Aventis Proximité s'adresse-t-il aux médecins spécialistes ?
Nous avons travaillé d'abord la cible des cinquante six mille
médecins généralistes. Je préfère bâtir un programme sur un périmètre bien
identifié, mais les choses vont évoluer…
Et les infirmiers, est-ce une cible que vous visez ?
Les médecins généralistes et
les spécialistes constituent notre priorité, les professionnels de la santé
comme les infirmiers viendront dans une seconde étape.
Comment se positionne la concurrence en matière de marketing relationnel ?

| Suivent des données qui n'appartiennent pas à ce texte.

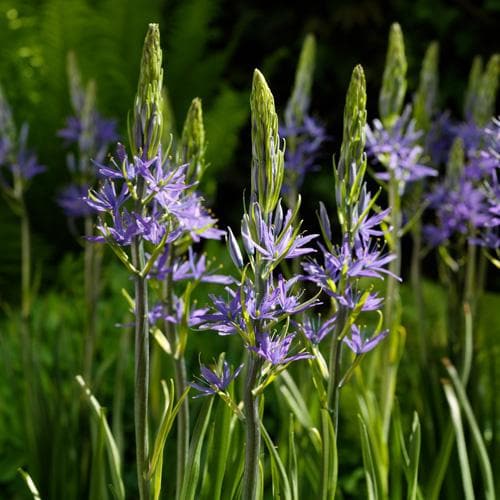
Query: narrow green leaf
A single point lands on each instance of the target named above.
(191, 476)
(224, 435)
(279, 475)
(111, 448)
(168, 417)
(295, 400)
(484, 460)
(461, 443)
(369, 467)
(98, 474)
(414, 456)
(329, 469)
(372, 463)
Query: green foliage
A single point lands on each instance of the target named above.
(393, 90)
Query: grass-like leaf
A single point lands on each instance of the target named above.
(278, 470)
(463, 458)
(112, 449)
(191, 476)
(484, 461)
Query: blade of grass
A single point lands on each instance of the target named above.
(371, 468)
(484, 460)
(191, 477)
(111, 448)
(461, 443)
(329, 468)
(278, 470)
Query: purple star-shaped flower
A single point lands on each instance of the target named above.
(213, 381)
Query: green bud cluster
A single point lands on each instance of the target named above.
(193, 145)
(299, 101)
(267, 156)
(145, 131)
(393, 89)
(487, 90)
(456, 161)
(473, 85)
(350, 170)
(425, 101)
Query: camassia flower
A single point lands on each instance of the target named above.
(170, 209)
(276, 240)
(275, 349)
(213, 381)
(90, 135)
(20, 162)
(193, 268)
(397, 149)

Tous les laboratoires pharmaceutiques développent ce type d'approche, mais nous
n'en sommes qu'aux prémices. Dans cette profondeur de réflexion, je pense
qu'Aventis fait partie des plus avancés dans ce domaine.
Et Sanofi ?
A ma connaissance, le laboratoire Sanofi Synthélabo
considère cette approche comme faisant partie de sa stratégie et doit avoir
développé des actions dans ce domaine.
L'entreprise
Une des six premières entreprises pharmaceutiques mondiales. Siège mondial à Strasbourg. Effectif : 69 000 personnes. CA 2003 : 16,79 milliards d'euros. Budget de R&D : 2,863 milliards d'euros, soit 17 % du chiffre d'affaires. En France Numéro 1 de l'industrie pharmaceutique. 13 000 collaborateurs. CA 2003 : 4,759 milliards d'euros. 2 200 visiteurs médicaux.
Biographie
Né en 1964, Christophe Bouguereau est ingénieur agronome spécialisé en gestion de la qualité. En 1989, il entre chez Auchan comme chef de rayon à Strasbourg pour la mise en place de la cinquième gamme, puis rejoint Roussel Uclaf en 1990 au poste d'ingénieur développement en protection des végétaux. Par la suite il devient auditeur qualité dans un laboratoire de recherche et développement. Parallèlement, il suit un DESS-MBA d'aministration des entreprises à l'IAE Paris en cours du soir, option marketing. Il intègre en 1997 le laboratoire Cassenne (Roussel Uclaf), en tant que chargé d'études. Il est nommé ensuite responsable des prévisions de ventes au sein d'HMR (Hoechst Marion Roussel). Lors de la fusion d'HMR et de Rhône-Poulenc, il devient responsable du pôle stratégie client (Direction des Ressources Marketing Ventes). Depuis janvier 2002, il occupe le poste de directeur de la relation client d'Aventis Proximité.